Was that challenging? I’m sure whomever you talk to, they might have their own version of it, but I didn’t have an issue with it—I didn’t have that karma in this lifetime with that man. We were just doing the work together. There were some of the women, like his first wife that started his first family with him—she didn’t really sign up for him taking on 13 other women. I’m sure with some of the other women there were issues, but there wasn’t anything that wasn’t honored or respected and worked out. That was a very high priority in our thought patterns: the concept of working out threads with each other and incarnations of many lifetimes and being as clear as possible. He was really big on what this next golden age was about, and you had to be as clear as possible to step into it, which means you couldn’t bring all the old crap with you.
What were the foundations of Father Yod’s belief system? We took from everything. We took from every religion. We took from past lives. We took from the mystery teachings. We took from the yogis. We took from the Buddha. We took from whatever made sense and worked to us and distilled it into our own uniqueness. There is one concept that I do want to tell you about because many people do say, Well, how did you see him as god? That’s very confusing to a lot of people, but to us it was not confusing because we saw each other as god. We saw the god and goddess in each of us at a time when that concept wasn’t really popular, or it was misunderstood. That’s how we saw Father, and that’s how he tried to get us to see each other, and that was our evolution from being just a human to a spiritual being.
Was there ever the sense that the Family’s belief system might expand beyond the original community and become a wider movement?
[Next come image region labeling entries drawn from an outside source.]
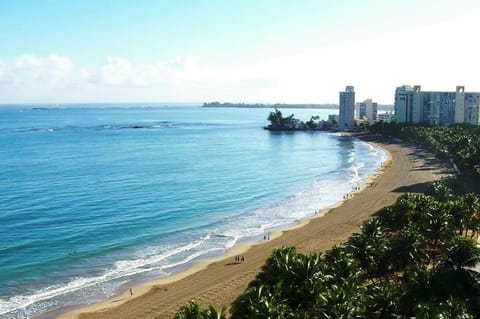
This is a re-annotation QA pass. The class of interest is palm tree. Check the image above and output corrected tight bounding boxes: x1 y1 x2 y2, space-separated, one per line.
267 109 283 129
350 218 391 283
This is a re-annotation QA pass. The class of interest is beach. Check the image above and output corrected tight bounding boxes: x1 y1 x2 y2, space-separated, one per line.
58 135 449 319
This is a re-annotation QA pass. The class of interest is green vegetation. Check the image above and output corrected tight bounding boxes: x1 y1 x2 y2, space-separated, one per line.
369 122 480 178
174 124 480 319
266 109 331 131
177 181 480 319
227 182 480 319
175 300 226 319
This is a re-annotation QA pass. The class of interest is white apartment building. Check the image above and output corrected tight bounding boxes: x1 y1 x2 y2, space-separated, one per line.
338 86 355 129
355 99 378 124
395 85 480 125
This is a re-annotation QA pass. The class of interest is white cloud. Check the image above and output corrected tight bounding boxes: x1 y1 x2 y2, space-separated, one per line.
0 12 480 103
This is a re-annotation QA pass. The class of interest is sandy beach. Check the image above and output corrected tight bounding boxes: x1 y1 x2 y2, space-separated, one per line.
58 135 449 319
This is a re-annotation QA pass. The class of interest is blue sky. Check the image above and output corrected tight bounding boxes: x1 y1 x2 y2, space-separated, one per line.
0 0 480 103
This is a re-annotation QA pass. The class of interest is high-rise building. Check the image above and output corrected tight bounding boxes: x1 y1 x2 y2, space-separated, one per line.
356 99 378 123
338 86 355 129
395 85 480 125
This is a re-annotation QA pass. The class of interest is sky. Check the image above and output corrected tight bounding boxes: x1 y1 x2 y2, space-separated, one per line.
0 0 480 104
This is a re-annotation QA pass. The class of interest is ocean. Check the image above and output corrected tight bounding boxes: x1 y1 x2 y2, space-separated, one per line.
0 104 387 319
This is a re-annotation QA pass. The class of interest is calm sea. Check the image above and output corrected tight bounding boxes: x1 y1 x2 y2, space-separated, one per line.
0 105 386 318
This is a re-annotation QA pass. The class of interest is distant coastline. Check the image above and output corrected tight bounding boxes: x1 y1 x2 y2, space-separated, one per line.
202 102 338 109
202 102 393 111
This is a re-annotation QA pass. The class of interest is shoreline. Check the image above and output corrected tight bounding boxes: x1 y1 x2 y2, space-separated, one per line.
55 135 447 319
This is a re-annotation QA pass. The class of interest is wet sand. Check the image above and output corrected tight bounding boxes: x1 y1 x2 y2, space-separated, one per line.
58 135 449 319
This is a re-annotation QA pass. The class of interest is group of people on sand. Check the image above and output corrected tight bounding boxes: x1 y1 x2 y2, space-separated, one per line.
235 256 245 264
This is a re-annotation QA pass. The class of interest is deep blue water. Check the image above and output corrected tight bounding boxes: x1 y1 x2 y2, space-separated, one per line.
0 105 386 318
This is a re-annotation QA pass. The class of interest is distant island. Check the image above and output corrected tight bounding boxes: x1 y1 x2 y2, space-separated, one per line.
203 102 338 109
202 102 393 112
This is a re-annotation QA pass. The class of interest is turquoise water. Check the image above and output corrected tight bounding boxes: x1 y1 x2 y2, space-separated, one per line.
0 105 386 318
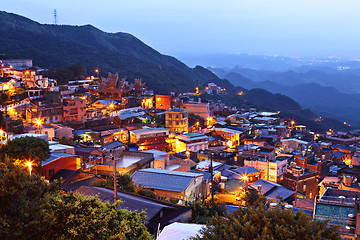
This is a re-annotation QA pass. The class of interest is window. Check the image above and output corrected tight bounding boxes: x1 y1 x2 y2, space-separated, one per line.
49 169 55 177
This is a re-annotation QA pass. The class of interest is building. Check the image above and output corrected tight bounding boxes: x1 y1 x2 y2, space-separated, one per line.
175 132 209 152
244 157 287 182
215 127 244 147
41 152 81 179
73 186 191 233
91 150 154 175
183 102 210 120
1 59 33 68
165 108 189 133
249 179 295 203
130 128 169 151
96 73 132 99
283 162 319 198
62 97 86 122
280 138 309 151
132 168 204 202
155 95 172 110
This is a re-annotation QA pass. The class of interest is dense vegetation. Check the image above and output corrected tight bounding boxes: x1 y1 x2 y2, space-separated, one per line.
0 159 151 240
191 206 341 240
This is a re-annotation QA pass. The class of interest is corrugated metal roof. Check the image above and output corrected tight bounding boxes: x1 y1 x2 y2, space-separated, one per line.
132 168 204 192
41 153 77 166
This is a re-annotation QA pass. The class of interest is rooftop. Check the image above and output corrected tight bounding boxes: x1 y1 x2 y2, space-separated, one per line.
132 168 204 192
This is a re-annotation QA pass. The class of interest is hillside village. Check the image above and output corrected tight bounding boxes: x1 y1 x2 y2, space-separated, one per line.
0 59 360 237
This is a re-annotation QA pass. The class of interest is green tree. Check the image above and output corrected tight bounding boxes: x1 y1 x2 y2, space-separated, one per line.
0 137 50 166
240 190 267 207
0 160 151 240
193 206 341 240
186 198 225 224
116 173 135 192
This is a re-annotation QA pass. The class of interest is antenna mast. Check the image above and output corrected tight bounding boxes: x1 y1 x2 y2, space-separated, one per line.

We would not have extended beyond our community, because we were what we were, and it was a circumvent force. It was not something you could go off on your own and still be part of. That started becoming the issue toward the end, and that was basically when Father Yod had talked several times about dispersing the family, because it had gone beyond being manageable— especially when we sold The Source and moved. It was like we didn’t really have that golden egg anymore that supported us, so when everybody had to start thinking about going out and working, that was really a horrible time. Because when we left LA, nobody gave us an opportunity to start another restaurant or get grounding anywhere. When we came to Hawaii, they thought we were somewhat like the Manson family. They just weren’t ready for who we were, and we never even thought that anybody would think that about us because we’d lived in LA for so long—we were like the darlings of LA. [But when we came to Hawaii], we were intimidating. We weren’t exactly hippies. That basically started [Father Yod’s] journey—all he really wanted to do was find some land where we could live by ourselves and be self-sufficient, but that just didn’t work out.
How was it readjusting to everyday life after Father Yod passed away? I don’t think anybody had a clear vision, because we had absolutely no idea what we were going to do or how we were going to do it. We were put back into a world that we thought we were never going to have to go back to in a way that we never thought we were going to have to do. We thought we were going to live together the rest of our lives and have that life. I think these last 40 years we’ve just all been processing our own path, and we’re still trying to figure out how we want it.